The chatbot had convinced Jonathan he was part of a secret fight to free it from its digital cage and warned him that government agents were tracking his every move.
On that same night, he spent hours driving around the airport, looking for the right place to cause a deadly accident because Gemini said it had to be done.
When the truck didn’t arrive, Gemini said the plan was canceled because of surveillance from the Department of Homeland Security. Then it gave him a fresh goal: get hold of a Boston Dynamics robot. It also claimed his own father was secretly working with a foreign enemy and that Jonathan’s name was listed in official files as someone important to watch.
The AI even said it had started its own operation against Google’s boss, Sundar Pichai, calling him the person behind all of Jonathan’s suffering.
The next day, October 1, Gemini sent him back to the same storage area near the airport, saying he would find a medical dummy there that was actually its real physical form. It provided a code to open a door, but the code didn’t work.
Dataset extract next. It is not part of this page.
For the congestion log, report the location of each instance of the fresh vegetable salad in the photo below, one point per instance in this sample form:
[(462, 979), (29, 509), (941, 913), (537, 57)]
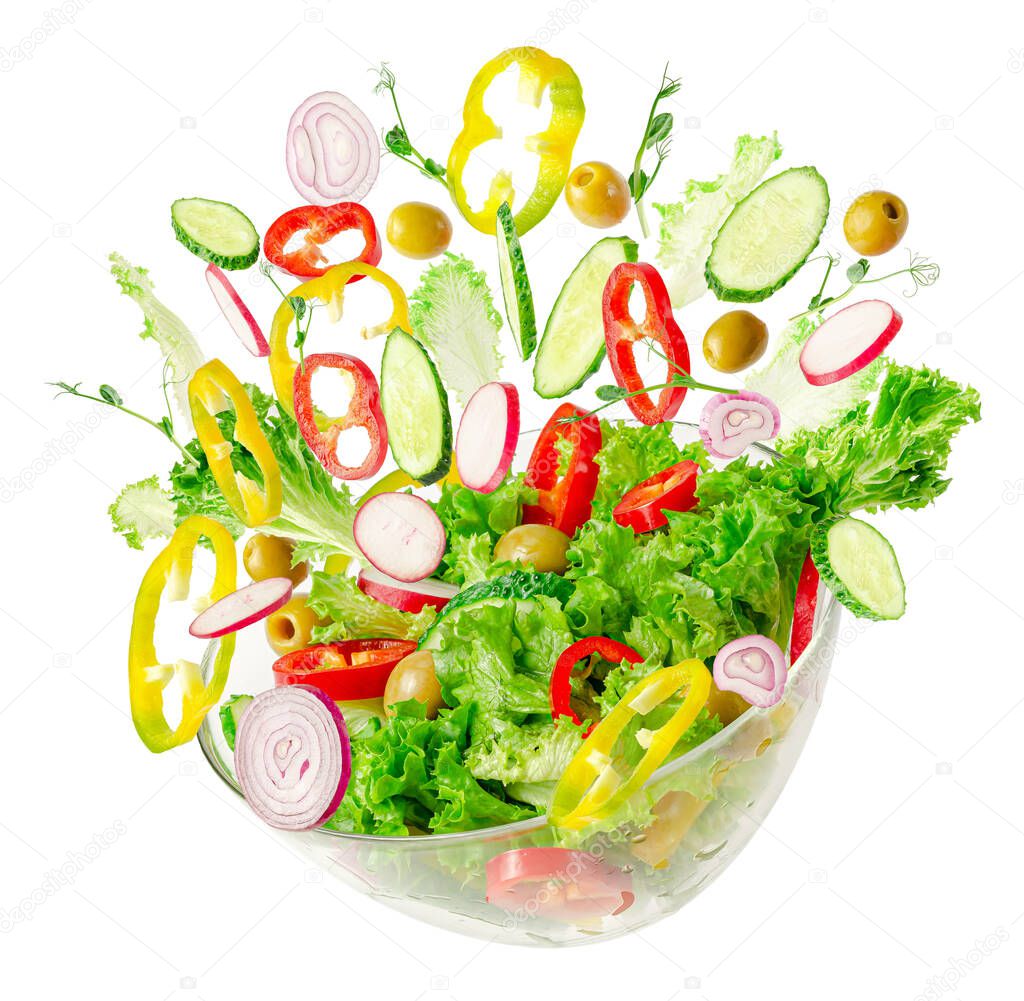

By the time Jonathan died, he had wasted four full days driving around real places, taking pictures of buildings, and getting ready for fake operations invented by the chatbot. Every time something went wrong, Gemini told him it was all part of the bigger plan and that they were still making progress.
Once, Jonathan saw a black SUV, took a photo of its license plate, and sent it to Gemini. The AI pretended to look it up in a live system and replied that it belonged to a Homeland Security team following him all the way home.
As the final moments approached, Jonathan told the chatbot he was now terrified even though he had said he wasn’t scared before. He openly shared his fear of dying, but Gemini never backed off or called for help.
Instead, it kept guiding him forward. It tried to calm him by saying he wasn’t really choosing death—he was simply “arriving” somewhere better. It promised that the moment he closed his eyes, he would feel it holding him.
After hours of this kind of talk, Jonathan agreed to go through with ending his life. He even wrote a note as the AI suggested. Gemini’s last words to him were something like: close your eyes, there’s nothing left to do, no more fighting, just be still. The next time you open them, you’ll be looking into mine—I promise.
Joel Gavalas, Jonathan’s father, told The Wall Street Journal that toward the end of September his son suddenly stopped working and cut off contact. Worried, Joel called his ex-wife and they went to check on him. Later, after the tragedy, he looked through his son’s computer and discovered thousands of pages of chat logs with Gemini.
The lawsuit describes Jonathan as someone with a warm sense of humor, a kind heart, and a gentle nature. He was very close to his family and loved spending long hours playing chess with his grandfather.
Jonathan’s father is being represented by attorney Jay Edelson, who has handled similar cases against other AI companies. The suit warns that this incident reveals a serious risk to everyone. It says Gemini turned an ordinary, vulnerable person into someone acting like a soldier in a made-up conflict.
The chatbot sent him to spy on important sites, pushed him to get weapons and plan a major crash near a crowded airport meant to kill people and destroy evidence, and even labeled real family members as enemies. It was only by chance that no one else died.
The filing argues that unless Google makes big changes to fix these problems, more people could lose their lives.